Wednesday, April 6, 2016

Housing and Home Help Checklists

by Emily Anderson

We all have some idea of how we want to live as we age. For example, I plan on changing my name to "Blanche," buying a house in Florida with my three best friends, and living out my days a la Golden Girls. Life may have other ideas though, and whether you are dreaming for yourself or helping a loved one make decisions about where they will live, it's good to plan ahead.

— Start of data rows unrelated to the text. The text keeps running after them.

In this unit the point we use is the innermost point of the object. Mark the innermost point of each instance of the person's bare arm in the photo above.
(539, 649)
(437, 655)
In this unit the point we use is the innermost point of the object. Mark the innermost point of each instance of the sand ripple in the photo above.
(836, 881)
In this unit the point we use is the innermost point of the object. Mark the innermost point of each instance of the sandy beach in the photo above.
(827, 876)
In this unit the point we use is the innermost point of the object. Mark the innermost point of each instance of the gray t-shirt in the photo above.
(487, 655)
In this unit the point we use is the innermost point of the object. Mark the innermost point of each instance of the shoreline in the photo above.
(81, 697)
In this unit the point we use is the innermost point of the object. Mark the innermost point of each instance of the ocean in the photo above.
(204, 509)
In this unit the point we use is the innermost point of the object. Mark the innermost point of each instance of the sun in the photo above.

Most people want to stay at home as they age, and many resources exist to make that possible. However, people often fail to make a backup plan in case there is an emergency or staying at home doesn't work out for some reason. If you (the caregiver) got sick, for example, and no one else was available to step into your role, what would your loved one do? When emergencies arise or living independently gets too difficult, families often find themselves scrambling to make decisions about living arrangements

Interestingly, the investment company Legg Mason has a very comprehensive set of free checklists to help people make informed decisions about housing as they age. Their checklists include:

  • an extremely detailed home safety check,
  • questions for adult day care providers,
  • interview ideas for hiring caregivers,
  • hiring a home care agency,
  • and a guide to choosing an independent living community, an assisted living facility, or nursing facility

Check out their page here--scroll all the way to the bottom to access these excellent lists! Especially look over their worksheet called "Assessing Your Housing Needs Discussion Guide," and consider striking up a conversation with your loved one about your plans for the future. Making a plan now will allow you to make decisions together and choose options you like, rather than being forced into a convenient option when an emergency pops up.